Given how many people compared the contemporary feel of The Amazing Spider-Man favorably to Sam Raimi's slightly retro, ever-so-slightly campy vision, it's surprising how oldschool Amazing 2 feels for a superhero movie, how I reach for comparisons to movies 20 years old or more instead of recent stuff like the Marvel Studios productions or Christopher Nolan's Batman films. Amazing 2 has problems of pacing similar to Tim Burton's Batman films, while both Webb films aim more for pathos than other current superhero movies, which also makes them reminiscent of Burton.Webb isn't the kind of cinematic visionary Burton is at his best, however, and there are points in the action this time where the effects seem little improved, if at all, from what Raimi's team was doing a decade ago. The final fight with Electro seemed particularly weak, even compared to the earlier Times Square rumble, but the filmmakers probably undermined themselves by turning Max into an essentially incorporeal energy being -- and in their minds that may have excused any sloppiness in the CGI. At other times the effects are quite nice; I'm impressed by the dedication to detail that shows the fabric of Peter's homemade Spidey costume bunching up realistically as he goes through his contortions. While the effects are hit or miss, Webb and his writers hit the emotional notes they aim for more often than not to make up even for the raspberry-false note of the very last scene, which has a moment of almost unimaginable corniness for 2014. While this film arguably just gets by, it doesn't exactly inspire confidence in the next sequel or the spinoffs that already have been announced. To suggest that Paul Giamatti is part of this franchise's future isn't necessarily Webb's best move. Instead, it might be said, as many did after The Dark Knight, that the director has said all he needs to, or can, about the character in two movies. Things never end that simply, however, when there might be billions at stake. Billions in money, that is; that's what makes Spider-Man a hero to Sony, after all.
1 comment:
I've said that they wasted CGI money on Rhino. Are you implying, Sammy, that they also wasted it on Electro?
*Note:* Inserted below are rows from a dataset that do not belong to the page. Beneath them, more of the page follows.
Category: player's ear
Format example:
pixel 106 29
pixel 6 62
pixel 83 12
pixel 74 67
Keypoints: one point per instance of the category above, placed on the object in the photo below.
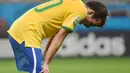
pixel 91 12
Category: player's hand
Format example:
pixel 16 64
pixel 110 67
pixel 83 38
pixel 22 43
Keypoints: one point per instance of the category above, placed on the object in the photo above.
pixel 45 68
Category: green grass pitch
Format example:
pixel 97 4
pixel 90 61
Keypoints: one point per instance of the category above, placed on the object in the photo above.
pixel 77 65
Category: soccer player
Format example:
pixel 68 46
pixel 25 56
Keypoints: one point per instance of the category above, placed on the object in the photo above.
pixel 55 20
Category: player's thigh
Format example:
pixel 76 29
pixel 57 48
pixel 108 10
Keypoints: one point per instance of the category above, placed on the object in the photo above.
pixel 34 56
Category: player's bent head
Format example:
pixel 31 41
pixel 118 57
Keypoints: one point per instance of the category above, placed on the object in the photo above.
pixel 97 13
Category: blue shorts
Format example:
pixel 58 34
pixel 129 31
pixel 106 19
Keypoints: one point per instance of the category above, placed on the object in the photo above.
pixel 27 59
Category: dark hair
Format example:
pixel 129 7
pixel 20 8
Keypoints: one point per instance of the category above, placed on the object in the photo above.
pixel 101 11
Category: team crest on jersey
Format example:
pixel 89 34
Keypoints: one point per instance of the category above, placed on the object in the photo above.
pixel 78 20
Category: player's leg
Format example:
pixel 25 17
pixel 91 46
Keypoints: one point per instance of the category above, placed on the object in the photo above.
pixel 34 56
pixel 27 59
pixel 18 54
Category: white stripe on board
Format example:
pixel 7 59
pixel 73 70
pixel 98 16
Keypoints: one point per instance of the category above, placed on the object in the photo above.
pixel 35 60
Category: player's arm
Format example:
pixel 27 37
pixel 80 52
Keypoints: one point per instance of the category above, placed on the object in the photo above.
pixel 47 46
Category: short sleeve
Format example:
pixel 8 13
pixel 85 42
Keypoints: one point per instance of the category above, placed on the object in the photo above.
pixel 71 21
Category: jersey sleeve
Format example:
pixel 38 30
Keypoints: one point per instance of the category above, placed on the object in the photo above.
pixel 71 21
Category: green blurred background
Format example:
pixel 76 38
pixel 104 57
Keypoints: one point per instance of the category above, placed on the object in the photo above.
pixel 77 65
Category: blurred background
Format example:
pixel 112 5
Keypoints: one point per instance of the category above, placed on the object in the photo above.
pixel 92 50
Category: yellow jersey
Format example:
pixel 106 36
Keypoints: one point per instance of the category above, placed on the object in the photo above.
pixel 46 19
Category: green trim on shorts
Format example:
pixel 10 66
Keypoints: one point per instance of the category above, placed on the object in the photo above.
pixel 48 7
pixel 68 28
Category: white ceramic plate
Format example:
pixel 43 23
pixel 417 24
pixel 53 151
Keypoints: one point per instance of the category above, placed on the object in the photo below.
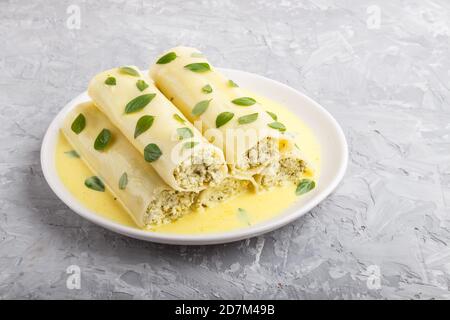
pixel 334 156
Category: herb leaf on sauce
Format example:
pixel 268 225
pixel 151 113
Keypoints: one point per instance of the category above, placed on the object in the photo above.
pixel 129 70
pixel 102 140
pixel 223 118
pixel 123 181
pixel 200 107
pixel 178 118
pixel 143 124
pixel 152 152
pixel 242 215
pixel 168 57
pixel 94 183
pixel 207 89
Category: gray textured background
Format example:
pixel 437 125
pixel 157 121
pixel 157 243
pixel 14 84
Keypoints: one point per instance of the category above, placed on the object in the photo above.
pixel 388 85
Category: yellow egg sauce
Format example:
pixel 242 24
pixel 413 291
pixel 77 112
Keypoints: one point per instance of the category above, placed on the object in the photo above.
pixel 245 210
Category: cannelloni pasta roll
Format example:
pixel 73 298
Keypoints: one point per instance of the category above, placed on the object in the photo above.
pixel 178 152
pixel 119 166
pixel 249 136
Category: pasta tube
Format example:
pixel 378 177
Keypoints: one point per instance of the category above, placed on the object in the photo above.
pixel 177 151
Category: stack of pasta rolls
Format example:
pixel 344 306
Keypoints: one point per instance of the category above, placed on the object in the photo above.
pixel 180 138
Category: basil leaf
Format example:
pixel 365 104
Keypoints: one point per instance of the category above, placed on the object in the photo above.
pixel 152 152
pixel 304 186
pixel 94 183
pixel 184 133
pixel 278 126
pixel 167 58
pixel 207 89
pixel 190 144
pixel 248 118
pixel 102 139
pixel 232 84
pixel 178 118
pixel 244 101
pixel 78 124
pixel 123 181
pixel 72 154
pixel 200 107
pixel 223 118
pixel 198 67
pixel 243 216
pixel 144 123
pixel 273 115
pixel 139 102
pixel 141 85
pixel 130 71
pixel 110 81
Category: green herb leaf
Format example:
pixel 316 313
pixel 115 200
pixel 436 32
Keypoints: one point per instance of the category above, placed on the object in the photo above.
pixel 130 71
pixel 232 84
pixel 78 124
pixel 139 102
pixel 178 118
pixel 248 118
pixel 244 101
pixel 273 115
pixel 102 139
pixel 200 107
pixel 207 89
pixel 184 133
pixel 304 186
pixel 72 154
pixel 223 118
pixel 152 152
pixel 94 183
pixel 278 126
pixel 110 81
pixel 243 216
pixel 141 85
pixel 198 67
pixel 144 123
pixel 123 181
pixel 190 144
pixel 167 58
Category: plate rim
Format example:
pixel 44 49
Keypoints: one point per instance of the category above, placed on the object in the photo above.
pixel 47 159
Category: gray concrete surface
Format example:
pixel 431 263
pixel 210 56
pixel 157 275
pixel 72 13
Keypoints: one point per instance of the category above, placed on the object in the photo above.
pixel 380 67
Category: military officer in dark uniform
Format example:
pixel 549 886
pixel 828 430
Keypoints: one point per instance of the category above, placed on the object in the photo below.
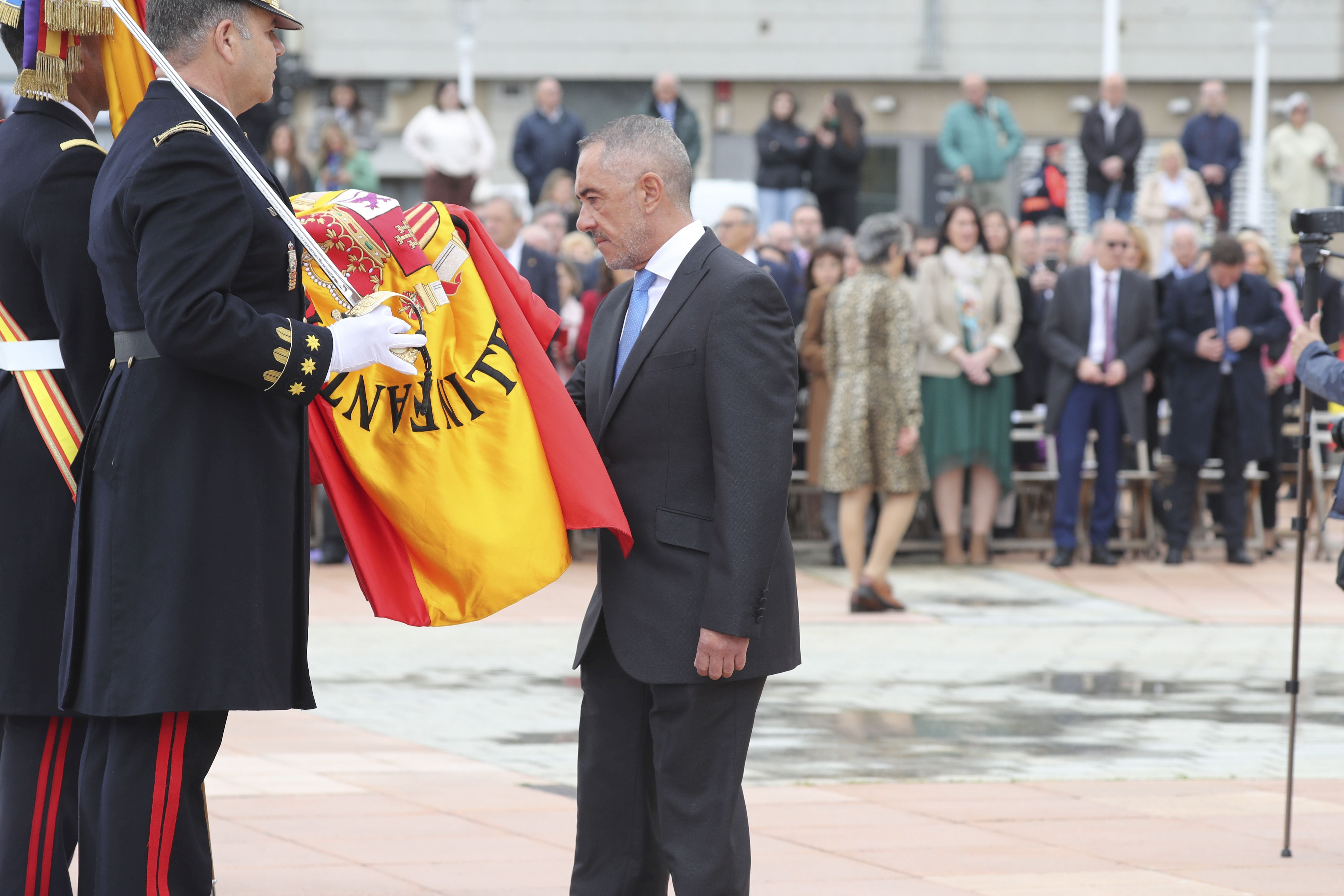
pixel 49 294
pixel 189 585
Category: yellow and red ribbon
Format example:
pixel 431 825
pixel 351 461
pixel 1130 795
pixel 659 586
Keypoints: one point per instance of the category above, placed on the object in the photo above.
pixel 57 424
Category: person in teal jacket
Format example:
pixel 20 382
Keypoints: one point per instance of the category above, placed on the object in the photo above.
pixel 979 139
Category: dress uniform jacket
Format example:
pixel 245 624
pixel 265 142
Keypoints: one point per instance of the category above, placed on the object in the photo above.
pixel 189 586
pixel 52 289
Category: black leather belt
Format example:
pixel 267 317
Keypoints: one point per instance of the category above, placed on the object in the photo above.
pixel 134 346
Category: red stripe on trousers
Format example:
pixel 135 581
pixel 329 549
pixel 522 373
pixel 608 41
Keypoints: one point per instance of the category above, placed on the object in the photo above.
pixel 58 774
pixel 156 813
pixel 40 804
pixel 179 743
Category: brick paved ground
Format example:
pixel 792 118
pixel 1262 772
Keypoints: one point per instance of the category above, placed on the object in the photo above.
pixel 1018 733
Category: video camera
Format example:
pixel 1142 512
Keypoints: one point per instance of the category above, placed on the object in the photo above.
pixel 1319 221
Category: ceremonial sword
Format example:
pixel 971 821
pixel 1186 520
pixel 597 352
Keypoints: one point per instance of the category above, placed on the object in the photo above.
pixel 279 205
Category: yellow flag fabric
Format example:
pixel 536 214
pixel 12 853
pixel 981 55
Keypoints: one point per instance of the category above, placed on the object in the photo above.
pixel 127 68
pixel 451 457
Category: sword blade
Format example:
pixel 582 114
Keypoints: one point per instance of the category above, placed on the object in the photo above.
pixel 260 182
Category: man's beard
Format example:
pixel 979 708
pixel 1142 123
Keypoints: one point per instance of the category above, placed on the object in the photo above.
pixel 632 249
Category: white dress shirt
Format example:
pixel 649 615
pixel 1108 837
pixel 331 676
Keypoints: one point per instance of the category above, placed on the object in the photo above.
pixel 666 264
pixel 1097 335
pixel 451 142
pixel 1226 367
pixel 1111 117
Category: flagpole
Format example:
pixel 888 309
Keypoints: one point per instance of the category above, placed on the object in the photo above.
pixel 279 205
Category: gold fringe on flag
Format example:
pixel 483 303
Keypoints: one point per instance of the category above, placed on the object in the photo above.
pixel 40 85
pixel 74 61
pixel 79 17
pixel 52 77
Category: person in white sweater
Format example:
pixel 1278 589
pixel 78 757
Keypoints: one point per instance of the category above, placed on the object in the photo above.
pixel 455 144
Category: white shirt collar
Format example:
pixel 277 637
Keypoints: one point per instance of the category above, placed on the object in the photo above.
pixel 211 100
pixel 79 112
pixel 666 264
pixel 1099 273
pixel 672 253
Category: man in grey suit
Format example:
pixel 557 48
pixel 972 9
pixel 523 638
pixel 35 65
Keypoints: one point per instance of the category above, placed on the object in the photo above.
pixel 1100 334
pixel 689 392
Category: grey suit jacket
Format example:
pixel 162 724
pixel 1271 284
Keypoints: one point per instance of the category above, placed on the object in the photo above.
pixel 698 440
pixel 1064 338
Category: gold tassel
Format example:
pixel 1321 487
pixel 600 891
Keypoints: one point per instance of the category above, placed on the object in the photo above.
pixel 26 85
pixel 52 77
pixel 79 17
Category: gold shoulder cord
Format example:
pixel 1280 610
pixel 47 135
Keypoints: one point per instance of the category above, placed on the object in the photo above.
pixel 183 128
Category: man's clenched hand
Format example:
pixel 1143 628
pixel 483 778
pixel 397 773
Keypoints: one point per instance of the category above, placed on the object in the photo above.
pixel 721 655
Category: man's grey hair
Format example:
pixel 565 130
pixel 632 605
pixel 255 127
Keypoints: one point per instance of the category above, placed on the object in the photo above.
pixel 878 234
pixel 182 28
pixel 1186 228
pixel 642 144
pixel 748 214
pixel 1105 222
pixel 1296 100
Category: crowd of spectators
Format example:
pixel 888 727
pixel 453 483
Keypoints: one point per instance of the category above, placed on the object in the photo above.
pixel 920 347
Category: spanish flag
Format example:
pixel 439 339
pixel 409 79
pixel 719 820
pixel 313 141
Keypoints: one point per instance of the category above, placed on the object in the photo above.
pixel 453 488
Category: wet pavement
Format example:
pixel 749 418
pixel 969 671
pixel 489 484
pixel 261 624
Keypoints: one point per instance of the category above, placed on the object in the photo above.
pixel 1011 678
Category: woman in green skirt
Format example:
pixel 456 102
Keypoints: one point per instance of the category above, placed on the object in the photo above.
pixel 970 314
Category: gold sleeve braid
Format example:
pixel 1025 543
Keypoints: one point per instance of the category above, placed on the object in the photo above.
pixel 281 355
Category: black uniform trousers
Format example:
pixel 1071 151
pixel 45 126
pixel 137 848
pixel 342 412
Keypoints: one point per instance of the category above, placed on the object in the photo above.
pixel 40 802
pixel 143 825
pixel 660 782
pixel 1226 445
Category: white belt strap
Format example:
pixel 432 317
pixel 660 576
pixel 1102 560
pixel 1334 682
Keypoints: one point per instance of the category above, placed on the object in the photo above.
pixel 31 355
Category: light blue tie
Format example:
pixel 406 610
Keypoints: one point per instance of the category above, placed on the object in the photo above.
pixel 634 319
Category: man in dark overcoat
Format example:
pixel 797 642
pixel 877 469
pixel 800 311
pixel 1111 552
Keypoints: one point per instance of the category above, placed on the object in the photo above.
pixel 1214 326
pixel 689 392
pixel 189 585
pixel 546 140
pixel 49 292
pixel 1100 332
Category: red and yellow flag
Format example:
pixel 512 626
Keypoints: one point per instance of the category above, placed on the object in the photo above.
pixel 127 68
pixel 453 488
pixel 57 424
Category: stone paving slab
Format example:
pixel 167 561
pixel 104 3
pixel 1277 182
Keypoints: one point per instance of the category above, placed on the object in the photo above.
pixel 424 821
pixel 941 702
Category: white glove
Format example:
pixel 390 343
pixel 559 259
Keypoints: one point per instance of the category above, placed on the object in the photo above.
pixel 369 339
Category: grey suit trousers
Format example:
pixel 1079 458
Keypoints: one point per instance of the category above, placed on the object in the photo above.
pixel 660 782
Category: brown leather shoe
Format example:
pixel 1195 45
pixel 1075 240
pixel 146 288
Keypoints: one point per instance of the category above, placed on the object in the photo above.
pixel 866 602
pixel 881 590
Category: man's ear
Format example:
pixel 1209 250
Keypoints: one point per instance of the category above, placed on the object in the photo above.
pixel 226 40
pixel 654 191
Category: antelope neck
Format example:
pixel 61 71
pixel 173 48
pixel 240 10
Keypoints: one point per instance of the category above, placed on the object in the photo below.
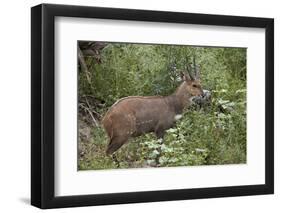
pixel 180 99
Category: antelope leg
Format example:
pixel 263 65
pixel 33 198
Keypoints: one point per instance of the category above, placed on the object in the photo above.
pixel 160 142
pixel 115 160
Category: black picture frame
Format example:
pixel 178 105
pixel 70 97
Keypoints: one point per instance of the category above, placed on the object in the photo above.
pixel 43 102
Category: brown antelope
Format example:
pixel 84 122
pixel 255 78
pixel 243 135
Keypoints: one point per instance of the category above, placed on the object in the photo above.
pixel 136 115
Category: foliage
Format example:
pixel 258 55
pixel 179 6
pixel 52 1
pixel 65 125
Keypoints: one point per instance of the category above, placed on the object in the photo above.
pixel 212 135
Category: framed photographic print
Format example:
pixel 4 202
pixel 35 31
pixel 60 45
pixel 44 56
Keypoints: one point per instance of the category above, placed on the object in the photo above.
pixel 139 106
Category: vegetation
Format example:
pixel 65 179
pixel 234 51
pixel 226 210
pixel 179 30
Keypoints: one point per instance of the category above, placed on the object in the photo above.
pixel 210 135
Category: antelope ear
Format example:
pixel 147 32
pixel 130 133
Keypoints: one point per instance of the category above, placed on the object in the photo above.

4 writers were credited as having a hand in crafting the story, which to me is, in fact, two too many, two of the scribes also being executive producers, probably friends of Webb's.
It is the idiocy of some of these Hollywood types that makes it difficult for fans to actually gain a gauge on films like this. The geeks that expect a favorable, faithful treatment are oft disappointed, discouraged, and, like Max, angered.
Harry is presented as being spoiled and arrogant. In the books, he was having trouble gaining acceptance from his pop, but went to HS with Peter, Gwen, MJ, et al, not to a boarding school. Look at my review and see if you don't agree with the Jekyll/Hyde reference.